Editor's Note: This article is part of a Financial Advisor series "How I Solved It." Advisors describe a problem client and what they did to help.

It’s not every day that an advisor meets a client who is juggling a dozen 401(k) plans. When they do, as in this case, it’s likely that too much of a good thing has gone bad.

Bill Van Sant, a CFP and managing director of relationship management at Girard, the wealth management division of Univest, was approached 10 years ago by a colleague whose father was being bombarded quarterly with statements from his 12 different 401(k) plans. The father didn’t contact his plan providers because he didn't know what to say to them and was afraid of messing up.

His hesitancy turned out to be a good thing. Using incorrect terminology with plan representatives—who may ask different questions from firm to firm—could trigger the wrong kind of distribution and an irreversible, costly error, said Van Sant, who is based in Souderton, Pa.

“Once the toothpaste is out of the tube, it can’t go back in,” he said.

The overwhelmed account holder, then 55 or 56 with about $450,000 in combined 401(k) assets, brought a six-inch-thick binder stuffed with plan statements from the past year to his first meeting with Van Sant.

The man wasn’t a classic job hopper, although it might have appeared that way. He was an engineer who spent much of his career working on projects that generally took two to four years to complete. During the duration of each project, he became an employee of that company and was enrolled in its 401(k) plan.

The engineer, who became a client, told Van Sant that he was probably 10 years away from retiring. He didn’t know how his plans were invested or his plan balances. He had underestimated his total plan assets by $60,000 to $70,000, said Van Sant.

One of the plans held all cash and another was entirely invested in company stock. “There was no cohesive strategy,” said Van Sant. “The bulk of his retirement assets were aimlessly out there.”

The client told him that if he saw on the news the night before plan enrollment that real estate was performing well, he’d pick a real estate fund.

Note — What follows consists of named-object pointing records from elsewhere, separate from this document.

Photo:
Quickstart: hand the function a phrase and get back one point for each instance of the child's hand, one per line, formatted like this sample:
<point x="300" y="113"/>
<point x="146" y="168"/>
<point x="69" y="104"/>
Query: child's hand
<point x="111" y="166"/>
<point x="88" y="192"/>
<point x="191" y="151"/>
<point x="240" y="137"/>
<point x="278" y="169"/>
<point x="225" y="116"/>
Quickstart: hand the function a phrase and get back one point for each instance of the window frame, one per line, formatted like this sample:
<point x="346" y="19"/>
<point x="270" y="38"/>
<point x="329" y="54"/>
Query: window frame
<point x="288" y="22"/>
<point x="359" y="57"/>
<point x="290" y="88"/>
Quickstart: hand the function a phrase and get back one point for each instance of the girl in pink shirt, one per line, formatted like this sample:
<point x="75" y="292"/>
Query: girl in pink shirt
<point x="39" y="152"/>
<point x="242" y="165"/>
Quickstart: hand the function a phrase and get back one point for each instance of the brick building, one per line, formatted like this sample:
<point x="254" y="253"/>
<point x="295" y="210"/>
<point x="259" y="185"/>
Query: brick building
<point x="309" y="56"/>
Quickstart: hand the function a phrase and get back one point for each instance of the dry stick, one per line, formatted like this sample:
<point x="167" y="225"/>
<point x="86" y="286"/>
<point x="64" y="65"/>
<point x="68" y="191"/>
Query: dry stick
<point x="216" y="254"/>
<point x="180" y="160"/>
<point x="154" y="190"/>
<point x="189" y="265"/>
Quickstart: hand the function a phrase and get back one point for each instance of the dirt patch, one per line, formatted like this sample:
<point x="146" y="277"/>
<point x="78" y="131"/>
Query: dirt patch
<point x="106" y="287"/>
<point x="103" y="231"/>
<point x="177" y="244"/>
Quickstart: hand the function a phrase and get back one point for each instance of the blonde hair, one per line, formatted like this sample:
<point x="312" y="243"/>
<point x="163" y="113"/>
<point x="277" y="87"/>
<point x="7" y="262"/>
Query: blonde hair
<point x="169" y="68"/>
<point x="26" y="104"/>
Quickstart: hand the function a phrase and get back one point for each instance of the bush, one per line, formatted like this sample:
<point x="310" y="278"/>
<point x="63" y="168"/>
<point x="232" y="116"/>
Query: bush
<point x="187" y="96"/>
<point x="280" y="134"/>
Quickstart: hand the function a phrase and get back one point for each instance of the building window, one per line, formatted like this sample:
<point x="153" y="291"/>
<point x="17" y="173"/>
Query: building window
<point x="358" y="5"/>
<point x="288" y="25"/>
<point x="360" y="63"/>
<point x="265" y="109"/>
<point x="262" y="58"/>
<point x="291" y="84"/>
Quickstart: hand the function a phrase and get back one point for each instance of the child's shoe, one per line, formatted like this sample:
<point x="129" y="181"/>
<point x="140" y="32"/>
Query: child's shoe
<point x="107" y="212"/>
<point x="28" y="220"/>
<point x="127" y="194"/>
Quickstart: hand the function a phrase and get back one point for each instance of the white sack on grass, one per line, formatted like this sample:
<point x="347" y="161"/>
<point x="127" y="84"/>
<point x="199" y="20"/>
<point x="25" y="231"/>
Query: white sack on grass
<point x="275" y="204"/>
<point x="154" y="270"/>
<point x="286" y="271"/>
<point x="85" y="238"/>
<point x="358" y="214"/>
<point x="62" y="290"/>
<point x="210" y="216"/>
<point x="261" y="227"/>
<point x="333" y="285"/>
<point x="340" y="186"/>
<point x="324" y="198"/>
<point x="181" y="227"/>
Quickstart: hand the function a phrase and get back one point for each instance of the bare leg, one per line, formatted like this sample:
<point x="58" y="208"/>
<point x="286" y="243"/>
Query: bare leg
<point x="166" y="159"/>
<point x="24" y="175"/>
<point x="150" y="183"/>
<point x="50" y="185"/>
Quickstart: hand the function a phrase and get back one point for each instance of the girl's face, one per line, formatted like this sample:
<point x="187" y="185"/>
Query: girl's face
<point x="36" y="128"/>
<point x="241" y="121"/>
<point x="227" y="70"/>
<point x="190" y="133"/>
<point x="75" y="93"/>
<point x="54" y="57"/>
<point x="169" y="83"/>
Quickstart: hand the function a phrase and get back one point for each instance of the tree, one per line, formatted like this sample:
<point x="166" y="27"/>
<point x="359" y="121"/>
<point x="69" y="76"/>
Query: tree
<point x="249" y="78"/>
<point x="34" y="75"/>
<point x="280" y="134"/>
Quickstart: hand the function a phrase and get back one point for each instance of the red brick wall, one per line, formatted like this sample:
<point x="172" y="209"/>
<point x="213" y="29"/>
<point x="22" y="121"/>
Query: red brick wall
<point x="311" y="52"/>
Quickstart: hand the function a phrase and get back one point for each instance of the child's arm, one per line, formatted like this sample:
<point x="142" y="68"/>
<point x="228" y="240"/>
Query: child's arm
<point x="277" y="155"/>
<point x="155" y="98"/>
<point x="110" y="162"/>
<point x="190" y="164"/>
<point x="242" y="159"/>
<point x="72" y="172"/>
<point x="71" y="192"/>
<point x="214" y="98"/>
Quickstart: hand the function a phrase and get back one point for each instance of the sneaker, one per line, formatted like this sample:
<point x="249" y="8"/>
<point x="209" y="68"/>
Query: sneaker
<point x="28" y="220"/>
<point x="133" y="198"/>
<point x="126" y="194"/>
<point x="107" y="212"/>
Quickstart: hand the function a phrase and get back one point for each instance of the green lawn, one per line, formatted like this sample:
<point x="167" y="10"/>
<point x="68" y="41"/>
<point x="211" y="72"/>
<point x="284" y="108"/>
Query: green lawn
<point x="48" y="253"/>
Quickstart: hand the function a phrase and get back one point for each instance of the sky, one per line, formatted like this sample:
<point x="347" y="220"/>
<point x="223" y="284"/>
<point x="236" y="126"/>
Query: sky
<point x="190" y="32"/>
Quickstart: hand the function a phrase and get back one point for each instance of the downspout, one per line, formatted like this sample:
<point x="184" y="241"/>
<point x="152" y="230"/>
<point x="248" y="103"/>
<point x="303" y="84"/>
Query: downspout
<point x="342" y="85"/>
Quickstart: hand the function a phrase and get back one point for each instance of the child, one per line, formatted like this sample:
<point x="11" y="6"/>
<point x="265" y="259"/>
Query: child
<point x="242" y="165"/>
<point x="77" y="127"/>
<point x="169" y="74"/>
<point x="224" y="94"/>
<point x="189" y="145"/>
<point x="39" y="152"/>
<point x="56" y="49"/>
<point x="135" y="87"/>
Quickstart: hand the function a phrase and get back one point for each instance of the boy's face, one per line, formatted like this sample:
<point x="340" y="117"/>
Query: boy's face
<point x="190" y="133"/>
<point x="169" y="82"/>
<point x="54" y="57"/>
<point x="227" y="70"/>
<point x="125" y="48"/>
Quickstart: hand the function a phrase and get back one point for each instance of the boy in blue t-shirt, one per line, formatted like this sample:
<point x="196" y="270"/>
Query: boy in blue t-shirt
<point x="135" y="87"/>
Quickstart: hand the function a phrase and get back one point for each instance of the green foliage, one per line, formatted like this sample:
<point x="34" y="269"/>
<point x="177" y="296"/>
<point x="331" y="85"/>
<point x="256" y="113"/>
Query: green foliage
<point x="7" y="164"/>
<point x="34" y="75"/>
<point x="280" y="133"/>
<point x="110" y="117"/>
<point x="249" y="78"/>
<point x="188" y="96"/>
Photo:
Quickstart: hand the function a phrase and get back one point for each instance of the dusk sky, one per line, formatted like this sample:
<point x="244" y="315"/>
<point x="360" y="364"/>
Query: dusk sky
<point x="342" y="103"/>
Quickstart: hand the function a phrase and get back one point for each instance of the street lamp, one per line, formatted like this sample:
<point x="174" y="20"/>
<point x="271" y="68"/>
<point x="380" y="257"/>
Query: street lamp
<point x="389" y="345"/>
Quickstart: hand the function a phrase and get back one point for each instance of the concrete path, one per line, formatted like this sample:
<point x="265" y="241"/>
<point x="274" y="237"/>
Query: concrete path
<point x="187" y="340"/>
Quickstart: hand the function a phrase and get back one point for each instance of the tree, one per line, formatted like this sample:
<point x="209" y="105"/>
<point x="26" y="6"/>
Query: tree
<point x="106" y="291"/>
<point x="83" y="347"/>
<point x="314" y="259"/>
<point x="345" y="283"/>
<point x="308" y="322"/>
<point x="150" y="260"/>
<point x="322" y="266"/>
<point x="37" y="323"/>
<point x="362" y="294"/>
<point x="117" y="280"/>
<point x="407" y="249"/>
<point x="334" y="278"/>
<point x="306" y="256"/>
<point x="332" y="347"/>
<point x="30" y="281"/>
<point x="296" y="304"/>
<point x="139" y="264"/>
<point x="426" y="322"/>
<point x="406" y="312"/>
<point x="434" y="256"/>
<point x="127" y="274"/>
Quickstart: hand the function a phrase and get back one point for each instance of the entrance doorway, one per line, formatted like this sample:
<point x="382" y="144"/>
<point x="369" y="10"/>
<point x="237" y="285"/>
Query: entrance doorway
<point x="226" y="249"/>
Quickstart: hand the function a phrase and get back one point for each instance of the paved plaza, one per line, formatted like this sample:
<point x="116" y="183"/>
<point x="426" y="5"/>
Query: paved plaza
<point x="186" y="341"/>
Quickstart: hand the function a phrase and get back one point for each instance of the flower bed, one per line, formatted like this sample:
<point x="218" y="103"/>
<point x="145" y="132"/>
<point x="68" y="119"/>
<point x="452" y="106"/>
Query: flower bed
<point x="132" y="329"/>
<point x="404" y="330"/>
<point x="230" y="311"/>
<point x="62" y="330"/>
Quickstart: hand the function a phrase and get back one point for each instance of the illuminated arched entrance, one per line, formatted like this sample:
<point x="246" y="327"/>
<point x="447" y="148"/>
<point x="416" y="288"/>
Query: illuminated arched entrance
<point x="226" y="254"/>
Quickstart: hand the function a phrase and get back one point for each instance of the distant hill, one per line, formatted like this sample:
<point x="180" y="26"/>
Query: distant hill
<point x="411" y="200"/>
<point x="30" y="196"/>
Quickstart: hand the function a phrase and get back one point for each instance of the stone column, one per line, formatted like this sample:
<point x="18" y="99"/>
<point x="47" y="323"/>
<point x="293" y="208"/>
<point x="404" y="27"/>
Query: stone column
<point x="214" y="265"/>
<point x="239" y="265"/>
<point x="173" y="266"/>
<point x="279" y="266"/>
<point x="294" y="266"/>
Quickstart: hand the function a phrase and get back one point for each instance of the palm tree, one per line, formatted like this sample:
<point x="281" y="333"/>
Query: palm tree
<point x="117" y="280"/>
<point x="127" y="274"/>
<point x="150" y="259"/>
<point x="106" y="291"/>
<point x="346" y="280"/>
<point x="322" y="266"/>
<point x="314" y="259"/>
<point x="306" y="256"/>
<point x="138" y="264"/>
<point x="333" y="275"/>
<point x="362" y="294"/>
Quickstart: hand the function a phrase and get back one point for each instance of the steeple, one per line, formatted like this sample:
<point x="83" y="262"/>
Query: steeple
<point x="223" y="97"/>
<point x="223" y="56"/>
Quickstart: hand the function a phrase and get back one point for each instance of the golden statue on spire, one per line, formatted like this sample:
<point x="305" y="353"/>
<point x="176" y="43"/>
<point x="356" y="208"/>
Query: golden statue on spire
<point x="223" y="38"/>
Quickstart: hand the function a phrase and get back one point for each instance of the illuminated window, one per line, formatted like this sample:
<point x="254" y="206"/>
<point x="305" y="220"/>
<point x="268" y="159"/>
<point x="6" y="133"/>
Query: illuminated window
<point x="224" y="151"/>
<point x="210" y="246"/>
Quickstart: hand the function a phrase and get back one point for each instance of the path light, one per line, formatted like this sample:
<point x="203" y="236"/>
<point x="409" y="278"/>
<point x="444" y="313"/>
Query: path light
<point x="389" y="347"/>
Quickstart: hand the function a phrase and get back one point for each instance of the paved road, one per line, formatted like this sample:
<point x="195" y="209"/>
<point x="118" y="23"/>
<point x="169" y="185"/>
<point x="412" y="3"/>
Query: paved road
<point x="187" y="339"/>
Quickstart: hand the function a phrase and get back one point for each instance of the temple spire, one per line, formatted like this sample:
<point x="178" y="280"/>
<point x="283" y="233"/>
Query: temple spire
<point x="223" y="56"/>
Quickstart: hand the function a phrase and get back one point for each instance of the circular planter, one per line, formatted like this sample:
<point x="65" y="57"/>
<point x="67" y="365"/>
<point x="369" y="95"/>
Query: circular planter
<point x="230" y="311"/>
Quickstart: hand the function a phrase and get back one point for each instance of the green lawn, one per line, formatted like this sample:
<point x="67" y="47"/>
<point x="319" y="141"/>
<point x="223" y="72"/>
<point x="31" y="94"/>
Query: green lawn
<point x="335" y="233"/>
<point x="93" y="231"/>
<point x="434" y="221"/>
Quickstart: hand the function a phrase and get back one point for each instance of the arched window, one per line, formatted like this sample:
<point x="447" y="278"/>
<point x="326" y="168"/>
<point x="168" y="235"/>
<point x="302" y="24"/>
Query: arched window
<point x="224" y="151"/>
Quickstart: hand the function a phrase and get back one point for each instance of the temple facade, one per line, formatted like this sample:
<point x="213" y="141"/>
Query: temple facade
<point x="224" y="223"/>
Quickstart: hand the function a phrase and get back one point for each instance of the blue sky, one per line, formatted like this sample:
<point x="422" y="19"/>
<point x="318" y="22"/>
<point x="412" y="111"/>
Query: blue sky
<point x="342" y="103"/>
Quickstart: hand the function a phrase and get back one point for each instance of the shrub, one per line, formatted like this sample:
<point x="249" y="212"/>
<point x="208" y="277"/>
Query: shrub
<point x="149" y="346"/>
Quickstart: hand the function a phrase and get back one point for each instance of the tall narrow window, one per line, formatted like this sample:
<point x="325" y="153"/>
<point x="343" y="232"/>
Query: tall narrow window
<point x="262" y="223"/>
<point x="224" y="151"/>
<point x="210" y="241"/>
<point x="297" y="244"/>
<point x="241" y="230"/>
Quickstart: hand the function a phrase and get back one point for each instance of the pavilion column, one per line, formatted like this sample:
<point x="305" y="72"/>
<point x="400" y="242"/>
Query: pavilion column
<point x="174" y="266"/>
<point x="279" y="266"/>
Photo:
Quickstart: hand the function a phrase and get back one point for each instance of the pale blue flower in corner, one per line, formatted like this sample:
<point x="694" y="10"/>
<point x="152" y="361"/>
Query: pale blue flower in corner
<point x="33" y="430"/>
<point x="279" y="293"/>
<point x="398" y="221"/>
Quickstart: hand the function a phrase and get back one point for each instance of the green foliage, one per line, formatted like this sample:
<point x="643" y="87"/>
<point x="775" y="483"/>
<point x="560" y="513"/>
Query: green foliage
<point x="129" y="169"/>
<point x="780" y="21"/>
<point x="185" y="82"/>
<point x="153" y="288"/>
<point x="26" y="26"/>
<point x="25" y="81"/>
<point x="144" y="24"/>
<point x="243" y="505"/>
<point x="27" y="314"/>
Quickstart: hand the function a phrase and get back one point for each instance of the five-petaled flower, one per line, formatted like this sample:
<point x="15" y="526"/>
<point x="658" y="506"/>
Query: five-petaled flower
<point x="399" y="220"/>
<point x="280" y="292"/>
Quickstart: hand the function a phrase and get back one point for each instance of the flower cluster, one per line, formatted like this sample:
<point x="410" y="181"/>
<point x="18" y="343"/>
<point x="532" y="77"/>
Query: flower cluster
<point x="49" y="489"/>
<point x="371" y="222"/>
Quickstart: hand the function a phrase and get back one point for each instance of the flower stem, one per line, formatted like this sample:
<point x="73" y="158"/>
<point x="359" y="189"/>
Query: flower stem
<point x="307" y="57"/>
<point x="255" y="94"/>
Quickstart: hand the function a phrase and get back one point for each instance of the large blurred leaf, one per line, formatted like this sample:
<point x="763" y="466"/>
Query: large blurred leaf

The client made cash allocations when the market wasn’t doing well.

Van Sant wasn’t judgmental of the client’s lack of financial acumen. “People are experts in their field,” he said. “ I’m not going to go home and rewire my house.”

After evaluating the retirement plan where the client was then employed and seeing its menu options weren’t great, Van Sant told the client that he could roll over all the old plans into one IRA that would have one investment strategy and one statement. “He was thrilled,” said Van Sant, who observed the man’s shoulders drop as his stress level fell.

Van Sant sat for two hours with the client as they called all the plan providers. He made sure each rollover was payable to a third party so the assets wouldn’t touch the client’s hands and trigger tax penalties.

The client also owned company stock outside a plan. Van Sant devised a strategy to sell down that stock over a period of years in order to smooth out the gains and enable the client to pay off his home equity line of credit before retiring.

Van Sant initially put 70 percent of the client’s IRA assets in equities and 30 percent in fixed income. He toned back the allocation to a 60/40 split as the client got closer to retirement.

According to Van Sant, the client’s retirement assets have grown from about $450,000 to the $700,000 range since he started working with him nearly 10 years ago. The client is retiring next month and Van Sant is helping him navigate the waters. The client’s wife, who is also retiring, learned about her pension and rollover options during her exit interview for her job but employers often don’t provide this information, says Van Sant.

When the client of another advisor on Van Sant’s team abruptly told a plan representative that he wanted the $750,000 in his retirement plan, the distribution was transacted in a way that triggered a 20 percent tax. To reverse this, the client had 60 days to come up with $150,000 to put back in an IRA, says Van Sant. He and his team have become more cognizant of looking at retirement plans held by their clients and sharing best practices.

For wealth management clients, he said, “a little handholding” can go a long way.